EU Digital Identity Wallet: Was soll das sein?
Die EU Digital Identity Wallet ist im Grunde eine digitale Brieftasche auf dem Handy. Dort sollen künftig Ausweise, Nachweise und Bescheinigungen sicher gespeichert werden können. Also Dinge, die man heute oft noch kopiert, per Post verschickt, ausdruckt oder bei einem Amt vorzeigen muss.
Sie ist kein einzelnes deutsches Projekt, sondern Teil eines europäischen Rahmens. Die EU hat 2024 die Regeln dafür beschlossen. Jeder Mitgliedstaat muss eine solche Wallet anbieten. Für Bürgerinnen und Bürger soll die Nutzung freiwillig und kostenlos sein.
Oft gestellte Fragen
Ist das einfach nur ein digitaler Personalausweis?
Technisch wäre es auch möglich, private Nachweise oder Dienste wie etwa ein Streaming Abo in die Wallet einzubinden. Entscheidend ist, dass sich alle hinterlegten Nachweise digital und fälschungssicher überprüfen lassen.

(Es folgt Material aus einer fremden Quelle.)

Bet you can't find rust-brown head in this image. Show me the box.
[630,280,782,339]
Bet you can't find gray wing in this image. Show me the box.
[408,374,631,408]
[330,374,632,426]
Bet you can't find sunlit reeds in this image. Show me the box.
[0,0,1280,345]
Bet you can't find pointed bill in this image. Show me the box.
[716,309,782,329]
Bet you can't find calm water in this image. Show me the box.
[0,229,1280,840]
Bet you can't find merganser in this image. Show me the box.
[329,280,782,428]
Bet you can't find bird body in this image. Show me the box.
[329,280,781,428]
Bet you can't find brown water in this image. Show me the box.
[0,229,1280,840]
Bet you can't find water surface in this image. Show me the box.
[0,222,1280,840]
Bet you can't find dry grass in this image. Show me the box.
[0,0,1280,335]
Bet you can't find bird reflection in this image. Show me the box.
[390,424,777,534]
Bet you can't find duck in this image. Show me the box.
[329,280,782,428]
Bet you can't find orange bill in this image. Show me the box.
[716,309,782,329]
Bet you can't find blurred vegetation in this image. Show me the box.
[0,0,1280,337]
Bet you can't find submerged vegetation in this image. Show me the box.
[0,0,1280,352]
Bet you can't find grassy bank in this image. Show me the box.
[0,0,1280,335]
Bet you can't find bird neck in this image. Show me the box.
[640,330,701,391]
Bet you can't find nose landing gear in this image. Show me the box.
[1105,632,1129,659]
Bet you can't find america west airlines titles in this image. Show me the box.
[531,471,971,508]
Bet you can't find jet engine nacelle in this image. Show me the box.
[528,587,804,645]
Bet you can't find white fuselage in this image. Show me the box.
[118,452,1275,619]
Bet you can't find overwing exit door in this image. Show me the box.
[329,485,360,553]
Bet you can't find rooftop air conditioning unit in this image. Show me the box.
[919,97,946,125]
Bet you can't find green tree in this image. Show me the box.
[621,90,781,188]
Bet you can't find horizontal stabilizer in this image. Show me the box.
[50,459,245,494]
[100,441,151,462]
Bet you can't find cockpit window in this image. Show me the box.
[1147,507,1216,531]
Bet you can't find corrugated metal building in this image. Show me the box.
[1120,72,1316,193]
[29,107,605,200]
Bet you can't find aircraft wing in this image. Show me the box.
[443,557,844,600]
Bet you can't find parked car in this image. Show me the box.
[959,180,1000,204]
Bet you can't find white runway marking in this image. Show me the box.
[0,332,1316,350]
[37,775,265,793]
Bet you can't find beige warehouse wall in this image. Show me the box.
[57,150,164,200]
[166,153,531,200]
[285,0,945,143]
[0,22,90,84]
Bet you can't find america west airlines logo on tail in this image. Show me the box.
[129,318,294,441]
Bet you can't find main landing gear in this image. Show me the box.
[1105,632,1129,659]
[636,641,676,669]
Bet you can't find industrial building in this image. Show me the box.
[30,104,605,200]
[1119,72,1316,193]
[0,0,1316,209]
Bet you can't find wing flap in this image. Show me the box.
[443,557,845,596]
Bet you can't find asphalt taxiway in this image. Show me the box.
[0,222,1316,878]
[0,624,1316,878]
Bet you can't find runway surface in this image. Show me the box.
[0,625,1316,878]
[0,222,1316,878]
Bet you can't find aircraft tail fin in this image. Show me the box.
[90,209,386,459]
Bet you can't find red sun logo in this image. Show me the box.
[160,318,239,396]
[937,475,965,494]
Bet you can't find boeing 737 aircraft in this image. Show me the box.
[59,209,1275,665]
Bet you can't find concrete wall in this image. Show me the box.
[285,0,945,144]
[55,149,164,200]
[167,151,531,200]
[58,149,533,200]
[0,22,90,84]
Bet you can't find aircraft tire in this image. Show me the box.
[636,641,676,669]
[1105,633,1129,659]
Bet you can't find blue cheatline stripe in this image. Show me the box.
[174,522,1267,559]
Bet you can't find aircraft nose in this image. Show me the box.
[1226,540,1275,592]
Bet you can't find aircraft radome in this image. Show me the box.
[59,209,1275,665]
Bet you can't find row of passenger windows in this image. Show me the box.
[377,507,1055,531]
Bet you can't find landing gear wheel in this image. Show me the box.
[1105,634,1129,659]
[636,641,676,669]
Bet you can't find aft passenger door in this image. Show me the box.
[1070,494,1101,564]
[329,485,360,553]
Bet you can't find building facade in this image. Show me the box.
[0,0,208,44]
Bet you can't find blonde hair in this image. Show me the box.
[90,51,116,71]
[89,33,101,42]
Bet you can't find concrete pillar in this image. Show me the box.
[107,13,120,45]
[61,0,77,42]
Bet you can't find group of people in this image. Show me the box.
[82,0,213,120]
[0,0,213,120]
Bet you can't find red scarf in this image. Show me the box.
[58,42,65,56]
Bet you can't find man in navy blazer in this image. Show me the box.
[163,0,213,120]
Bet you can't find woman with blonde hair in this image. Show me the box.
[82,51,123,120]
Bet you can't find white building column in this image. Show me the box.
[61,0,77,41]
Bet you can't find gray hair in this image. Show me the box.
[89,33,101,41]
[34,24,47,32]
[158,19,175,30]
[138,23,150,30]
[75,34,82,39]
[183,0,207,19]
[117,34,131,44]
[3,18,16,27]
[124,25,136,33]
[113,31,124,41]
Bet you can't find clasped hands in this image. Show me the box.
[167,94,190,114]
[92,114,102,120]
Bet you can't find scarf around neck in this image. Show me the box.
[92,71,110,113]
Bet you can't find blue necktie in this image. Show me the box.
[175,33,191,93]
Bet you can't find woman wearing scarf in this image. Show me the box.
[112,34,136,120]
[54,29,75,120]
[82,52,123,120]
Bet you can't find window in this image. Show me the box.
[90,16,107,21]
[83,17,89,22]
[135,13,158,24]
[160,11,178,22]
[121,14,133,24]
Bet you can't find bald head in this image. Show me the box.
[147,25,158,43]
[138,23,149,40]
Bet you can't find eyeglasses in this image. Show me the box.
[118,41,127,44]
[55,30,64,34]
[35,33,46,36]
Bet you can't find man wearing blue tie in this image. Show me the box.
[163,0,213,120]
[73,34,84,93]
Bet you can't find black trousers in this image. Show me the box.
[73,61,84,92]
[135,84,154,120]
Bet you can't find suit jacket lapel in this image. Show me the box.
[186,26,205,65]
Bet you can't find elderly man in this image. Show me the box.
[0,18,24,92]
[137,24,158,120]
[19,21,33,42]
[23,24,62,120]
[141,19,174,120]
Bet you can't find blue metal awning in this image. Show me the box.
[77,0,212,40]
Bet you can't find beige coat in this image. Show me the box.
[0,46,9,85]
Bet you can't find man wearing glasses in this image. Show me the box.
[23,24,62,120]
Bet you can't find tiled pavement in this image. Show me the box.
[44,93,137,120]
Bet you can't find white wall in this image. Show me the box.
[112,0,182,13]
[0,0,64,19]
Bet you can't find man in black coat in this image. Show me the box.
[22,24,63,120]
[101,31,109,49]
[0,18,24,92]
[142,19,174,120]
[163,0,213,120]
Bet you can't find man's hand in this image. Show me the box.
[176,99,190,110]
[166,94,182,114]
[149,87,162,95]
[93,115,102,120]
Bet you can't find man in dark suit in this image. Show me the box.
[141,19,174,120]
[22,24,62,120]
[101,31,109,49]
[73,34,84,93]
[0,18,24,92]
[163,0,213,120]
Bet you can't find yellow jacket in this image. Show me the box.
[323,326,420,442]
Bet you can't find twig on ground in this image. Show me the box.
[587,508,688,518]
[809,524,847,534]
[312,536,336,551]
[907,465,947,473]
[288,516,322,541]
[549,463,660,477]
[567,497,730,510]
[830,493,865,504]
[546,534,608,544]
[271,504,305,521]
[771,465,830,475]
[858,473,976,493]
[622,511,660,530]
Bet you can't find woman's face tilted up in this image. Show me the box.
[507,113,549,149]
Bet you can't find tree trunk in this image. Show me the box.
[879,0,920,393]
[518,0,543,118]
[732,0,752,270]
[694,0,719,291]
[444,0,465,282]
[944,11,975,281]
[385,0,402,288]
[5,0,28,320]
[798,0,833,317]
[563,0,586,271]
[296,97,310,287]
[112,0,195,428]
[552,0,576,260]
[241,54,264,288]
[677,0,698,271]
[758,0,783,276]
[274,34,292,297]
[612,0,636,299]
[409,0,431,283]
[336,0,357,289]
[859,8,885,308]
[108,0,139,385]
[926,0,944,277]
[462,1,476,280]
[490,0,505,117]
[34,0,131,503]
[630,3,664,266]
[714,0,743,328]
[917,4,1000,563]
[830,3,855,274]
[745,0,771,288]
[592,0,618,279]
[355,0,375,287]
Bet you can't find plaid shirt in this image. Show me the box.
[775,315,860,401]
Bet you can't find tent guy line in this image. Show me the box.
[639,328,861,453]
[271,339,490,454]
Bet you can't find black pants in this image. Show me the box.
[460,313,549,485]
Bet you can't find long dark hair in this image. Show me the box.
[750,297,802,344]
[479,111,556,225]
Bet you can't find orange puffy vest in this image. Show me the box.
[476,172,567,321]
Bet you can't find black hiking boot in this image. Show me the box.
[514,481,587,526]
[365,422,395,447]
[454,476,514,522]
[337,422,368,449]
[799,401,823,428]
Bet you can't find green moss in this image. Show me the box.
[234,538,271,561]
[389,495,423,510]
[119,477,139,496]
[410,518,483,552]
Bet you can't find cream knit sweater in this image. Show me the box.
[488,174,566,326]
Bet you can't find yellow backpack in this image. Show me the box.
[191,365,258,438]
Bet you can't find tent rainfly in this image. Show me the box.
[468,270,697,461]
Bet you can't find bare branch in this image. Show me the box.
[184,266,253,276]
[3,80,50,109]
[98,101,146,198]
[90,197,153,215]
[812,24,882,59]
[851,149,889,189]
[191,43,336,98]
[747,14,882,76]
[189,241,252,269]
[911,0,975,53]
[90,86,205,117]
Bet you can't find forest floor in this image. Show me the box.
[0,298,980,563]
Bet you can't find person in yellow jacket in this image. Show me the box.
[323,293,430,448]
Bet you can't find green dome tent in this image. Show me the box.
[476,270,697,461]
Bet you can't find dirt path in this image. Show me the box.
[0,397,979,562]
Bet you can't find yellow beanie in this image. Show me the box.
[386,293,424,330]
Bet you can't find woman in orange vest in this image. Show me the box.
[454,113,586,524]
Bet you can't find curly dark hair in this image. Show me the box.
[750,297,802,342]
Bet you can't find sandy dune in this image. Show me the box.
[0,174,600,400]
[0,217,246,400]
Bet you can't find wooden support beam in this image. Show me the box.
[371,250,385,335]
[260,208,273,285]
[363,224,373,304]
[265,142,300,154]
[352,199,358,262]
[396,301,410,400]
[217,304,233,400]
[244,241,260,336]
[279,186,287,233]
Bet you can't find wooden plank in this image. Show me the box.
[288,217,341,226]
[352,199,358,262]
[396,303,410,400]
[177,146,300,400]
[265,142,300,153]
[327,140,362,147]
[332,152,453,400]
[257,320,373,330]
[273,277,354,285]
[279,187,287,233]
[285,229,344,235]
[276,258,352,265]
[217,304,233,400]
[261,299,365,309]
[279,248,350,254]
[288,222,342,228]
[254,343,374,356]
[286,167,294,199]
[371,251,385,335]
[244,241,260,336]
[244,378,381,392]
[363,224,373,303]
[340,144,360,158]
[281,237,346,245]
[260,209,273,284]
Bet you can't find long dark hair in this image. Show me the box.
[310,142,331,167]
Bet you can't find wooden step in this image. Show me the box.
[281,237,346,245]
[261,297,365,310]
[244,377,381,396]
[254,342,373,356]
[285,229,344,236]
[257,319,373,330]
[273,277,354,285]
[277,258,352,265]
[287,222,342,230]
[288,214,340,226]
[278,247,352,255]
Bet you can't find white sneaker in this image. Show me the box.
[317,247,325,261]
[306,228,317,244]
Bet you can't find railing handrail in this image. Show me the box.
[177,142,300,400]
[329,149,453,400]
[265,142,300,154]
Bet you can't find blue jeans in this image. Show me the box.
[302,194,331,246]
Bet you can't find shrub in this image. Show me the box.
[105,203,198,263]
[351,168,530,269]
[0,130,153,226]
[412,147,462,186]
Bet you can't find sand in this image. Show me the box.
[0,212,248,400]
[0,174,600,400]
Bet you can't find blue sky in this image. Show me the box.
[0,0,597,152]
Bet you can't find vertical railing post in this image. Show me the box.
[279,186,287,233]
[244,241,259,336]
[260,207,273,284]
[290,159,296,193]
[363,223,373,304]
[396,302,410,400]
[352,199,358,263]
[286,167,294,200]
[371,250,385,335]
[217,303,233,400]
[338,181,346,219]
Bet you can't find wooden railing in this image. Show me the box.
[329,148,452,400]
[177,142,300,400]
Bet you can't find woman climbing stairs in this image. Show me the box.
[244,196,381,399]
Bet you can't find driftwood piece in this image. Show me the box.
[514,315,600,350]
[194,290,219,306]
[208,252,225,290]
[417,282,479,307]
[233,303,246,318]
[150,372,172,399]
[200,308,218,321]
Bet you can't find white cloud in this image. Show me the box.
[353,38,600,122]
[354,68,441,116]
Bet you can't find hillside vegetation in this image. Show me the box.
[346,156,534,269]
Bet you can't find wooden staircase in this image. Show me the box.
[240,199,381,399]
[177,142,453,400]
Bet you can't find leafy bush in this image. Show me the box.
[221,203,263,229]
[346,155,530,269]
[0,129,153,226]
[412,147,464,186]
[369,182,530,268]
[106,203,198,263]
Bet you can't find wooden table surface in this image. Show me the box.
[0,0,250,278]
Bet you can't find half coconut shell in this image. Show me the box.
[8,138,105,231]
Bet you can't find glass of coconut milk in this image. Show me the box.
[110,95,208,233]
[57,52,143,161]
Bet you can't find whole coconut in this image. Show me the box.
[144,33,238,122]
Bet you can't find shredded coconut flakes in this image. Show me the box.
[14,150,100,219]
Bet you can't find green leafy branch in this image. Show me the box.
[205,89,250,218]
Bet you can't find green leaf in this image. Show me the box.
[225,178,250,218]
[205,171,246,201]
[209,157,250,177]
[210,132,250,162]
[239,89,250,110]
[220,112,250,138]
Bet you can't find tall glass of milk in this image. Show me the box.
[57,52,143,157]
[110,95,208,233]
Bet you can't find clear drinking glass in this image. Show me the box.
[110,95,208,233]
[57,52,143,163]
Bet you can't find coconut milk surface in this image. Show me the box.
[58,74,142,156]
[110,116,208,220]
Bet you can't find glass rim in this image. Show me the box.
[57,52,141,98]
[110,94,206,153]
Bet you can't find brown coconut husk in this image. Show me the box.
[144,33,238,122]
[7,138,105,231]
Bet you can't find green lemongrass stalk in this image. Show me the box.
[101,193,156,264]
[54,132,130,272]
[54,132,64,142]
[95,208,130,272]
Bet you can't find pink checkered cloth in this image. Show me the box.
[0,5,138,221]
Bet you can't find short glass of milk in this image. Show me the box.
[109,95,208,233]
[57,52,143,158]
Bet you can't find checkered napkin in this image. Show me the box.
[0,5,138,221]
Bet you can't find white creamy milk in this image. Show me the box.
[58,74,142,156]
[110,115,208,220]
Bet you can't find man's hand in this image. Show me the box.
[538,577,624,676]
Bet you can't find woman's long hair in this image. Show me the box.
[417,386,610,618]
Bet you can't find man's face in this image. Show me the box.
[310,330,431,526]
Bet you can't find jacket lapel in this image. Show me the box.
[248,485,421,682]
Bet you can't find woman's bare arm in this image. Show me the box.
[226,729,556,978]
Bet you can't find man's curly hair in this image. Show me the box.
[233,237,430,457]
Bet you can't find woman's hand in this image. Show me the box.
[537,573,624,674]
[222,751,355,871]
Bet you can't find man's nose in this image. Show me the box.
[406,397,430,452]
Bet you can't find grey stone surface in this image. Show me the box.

Wofür brauche ich das im Alltag?
Zum Beispiel, wenn du dich bei einer Behörde anmelden, einen Antrag stellen, einen Vertrag unterschreiben oder einen Nachweis einreichen musst. Statt Kopien hochzuladen oder Papierformulare einzureichen, könntest du künftig bestimmte Daten direkt aus der Wallet freigeben.
Heißt das, ich muss bald alles mit dem Handy machen?
Nein. Die Nutzung soll freiwillig sein. Wer die Wallet nicht nutzen möchte, muss weiterhin andere Möglichkeiten haben. Digitalisierung darf nicht bedeuten, dass Menschen ausgeschlossen werden, die kein Smartphone nutzen oder digitalen Lösungen nicht vertrauen.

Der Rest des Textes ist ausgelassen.